# A simple plot for correlation between response and explanatory variables

## Introduction

In this post, I’ll explain very briefly how to build a bar correlation plot
using `ggplot2`

and `dplyr`

. Such graphs are interesting to examine the relationship
between an outcome of interest and explanatory variables, which is an important
task that precedes a regression analysis. It is important to remember that the
Pearson Correlation gives us a linear correlation. Consequently, a low linear
correlation doesn’t necessarily imply that there is no correlation between two
variables because such correlation can follow a non-linear pattern. Another very
interesting remark is the famous quote “Correlation is not causation!“.

The data used is the well-know

`mtcars`

.

## Straight to the point

Let’s say that we are interested in verify which variables have high correlations
with `mpg`

. To do it, use the following piece of code to compute the correlation matrix
for the data and then select just first the line of the matrix corresponding to the
variable of interest, after this, exclude the first position of the resulting
vector.

```
library(dplyr)
library(ggplot2)
library(magrittr)
correlation <- cor(mtcars)[1,][-1]
```

In matter of fact, the Pearson correlation is not adequated to measure the correlation between variables that are not continuous. However, this is just a toy example to show how to create a specific plot.
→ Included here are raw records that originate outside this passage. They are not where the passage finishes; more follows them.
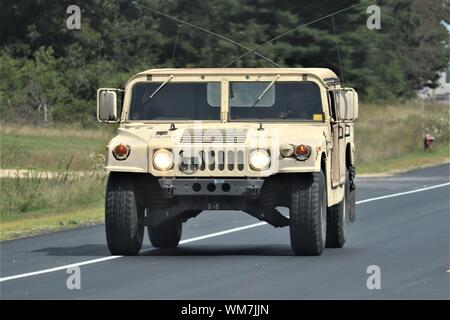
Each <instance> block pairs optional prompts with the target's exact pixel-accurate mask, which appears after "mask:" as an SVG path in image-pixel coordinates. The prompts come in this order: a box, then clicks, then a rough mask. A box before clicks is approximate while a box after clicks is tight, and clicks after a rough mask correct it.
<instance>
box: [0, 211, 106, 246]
mask: <svg viewBox="0 0 450 320" xmlns="http://www.w3.org/2000/svg"><path fill="white" fill-rule="evenodd" d="M103 220H104V210H103V207H102V206H100V205H95V206H91V207H86V208H78V209H67V208H66V209H65V210H64V211H61V212H53V211H51V210H50V211H45V210H44V211H36V212H33V213H28V214H22V215H17V216H15V218H14V219H8V220H2V221H1V223H0V241H4V240H12V239H17V238H21V237H24V236H32V235H36V234H42V233H48V232H54V231H60V230H67V229H73V228H78V227H81V226H87V225H93V224H99V223H102V222H103Z"/></svg>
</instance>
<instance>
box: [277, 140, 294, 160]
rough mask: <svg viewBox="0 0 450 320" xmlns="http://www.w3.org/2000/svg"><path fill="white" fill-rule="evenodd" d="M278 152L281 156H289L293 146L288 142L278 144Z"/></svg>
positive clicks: (293, 151)
mask: <svg viewBox="0 0 450 320" xmlns="http://www.w3.org/2000/svg"><path fill="white" fill-rule="evenodd" d="M280 153H281V155H282V156H283V158H289V157H292V156H293V155H294V146H293V145H292V144H289V143H285V144H282V145H281V146H280Z"/></svg>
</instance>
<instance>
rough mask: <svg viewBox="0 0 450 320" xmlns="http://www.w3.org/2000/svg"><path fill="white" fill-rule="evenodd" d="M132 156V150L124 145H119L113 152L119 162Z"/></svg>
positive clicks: (119, 144) (120, 144) (123, 144)
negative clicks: (130, 156) (130, 155)
mask: <svg viewBox="0 0 450 320" xmlns="http://www.w3.org/2000/svg"><path fill="white" fill-rule="evenodd" d="M129 154H130V148H129V147H128V146H126V145H124V144H119V145H117V146H116V147H115V148H114V150H113V156H114V158H116V159H117V160H125V159H126V158H127V157H128V155H129Z"/></svg>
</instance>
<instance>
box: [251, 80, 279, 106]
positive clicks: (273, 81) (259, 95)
mask: <svg viewBox="0 0 450 320" xmlns="http://www.w3.org/2000/svg"><path fill="white" fill-rule="evenodd" d="M279 78H280V75H277V76H276V77H275V79H273V80H272V82H270V83H269V85H268V86H267V87H266V88H265V89H264V91H263V92H262V93H261V94H260V95H259V97H258V98H257V99H256V101H255V103H253V104H252V108H253V107H254V106H256V105H257V104H258V102H259V101H261V99H262V98H263V97H264V96H265V95H266V93H267V92H268V91H269V89H270V88H271V87H272V86H273V84H274V83H275V82H276V81H277V80H278V79H279Z"/></svg>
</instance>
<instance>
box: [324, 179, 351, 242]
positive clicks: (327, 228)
mask: <svg viewBox="0 0 450 320" xmlns="http://www.w3.org/2000/svg"><path fill="white" fill-rule="evenodd" d="M347 184H348V179H347V177H346V181H345V189H344V197H343V198H342V200H341V202H339V203H337V204H335V205H334V206H331V207H329V208H328V214H327V241H326V243H325V246H326V247H327V248H342V247H343V246H344V243H345V236H346V231H347V210H348V208H347Z"/></svg>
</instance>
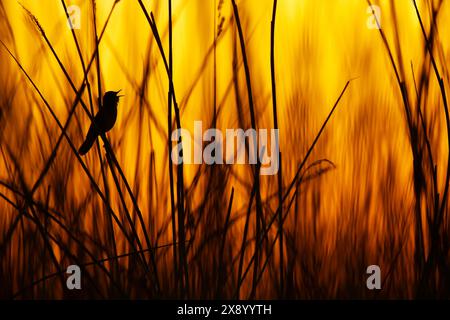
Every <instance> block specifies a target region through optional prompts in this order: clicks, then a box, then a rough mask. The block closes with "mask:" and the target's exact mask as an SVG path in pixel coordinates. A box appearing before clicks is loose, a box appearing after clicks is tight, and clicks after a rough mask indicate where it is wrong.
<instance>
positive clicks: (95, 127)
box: [78, 90, 123, 155]
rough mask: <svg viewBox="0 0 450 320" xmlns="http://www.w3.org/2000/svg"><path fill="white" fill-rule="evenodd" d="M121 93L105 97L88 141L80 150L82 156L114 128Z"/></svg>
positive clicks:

Now that the correlations have already been computed, store it in a `tibble`

(this is not necessary, but make the code more organized). Note that the
`Covariates`

variable is being reordered by the correlation. As a consequence,
when the data is plotted, the bars will be ordered by their correlation
coefficient with the response variable.

```
df <- tibble(Covariates = names(correlation),
Correlation = correlation) %>%
mutate(Covariates = factor(Covariates,
levels = Covariates[order(.$Correlation,
decreasing = T)]
)
)
```

In the following piece of code, the argument `fill = as.factor(sign(Correlation))`

will
give different colours for negative and positive correlations, these colours are specified
with `scale_fill_manual`

. Also, `stat = 'identity'`

is necessary because the default of `geom_bar`

assumes a count. In `geom_text`

, the argument `vjust`

needs to be multiplied by `sign(Correlation)`

since the bars assume positive and negative values and such parameter needs to be different
for each of these two cases.

```
ggplot(df) +
geom_bar(aes(x = Covariates, y = Correlation, fill = as.factor(sign(Correlation))),
stat = 'identity', width = .6) +
geom_text(aes(x = Covariates, y = Correlation,
label = formatC(Correlation, digits = 2)),
vjust = sign(df$Correlation)*1.6,
color = 'white',
size = 3.5)+
scale_fill_manual(values = c('#9b1d1d', '#129127')) +
guides(fill = F) +
labs(y = expression(rho(X[i], Y)),
x = expression(X[i])) +
theme_bw()
```

Note that the plot above can have another interesting ordering for the bars. If we
order the variable `Covariates`

by the absolute value of the `Correlation`

, then we’ll
have the plot ordered by the strength of the correlation, independently from its
signal. Sometimes such approach is more interesting and it is shown in the next
piece of code. There is just one subtle alteration, apply the function `abs`

to
`.$Correlation`

.

```
df %<>% mutate(Covariates = factor(Covariates,
levels = Covariates[order(abs(.$Correlation),
decreasing = T)]))
ggplot(df) +
geom_bar(aes(x = Covariates, y = Correlation, fill = as.factor(sign(Correlation))),
stat = 'identity', width = .6) +
geom_text(aes(x = Covariates, y = Correlation,
label = formatC(Correlation, digits = 2)),
vjust = sign(df$Correlation)*1.6,
color = 'white',
size = 3.5)+
scale_fill_manual(values = c('#9b1d1d', '#129127')) +
guides(fill = F) +
labs(y = expression(rho(X[i], Y)),
x = expression(X[i])) +
theme_bw()
```

So, that’s it. Hope that you’ve enjoyed this short reading.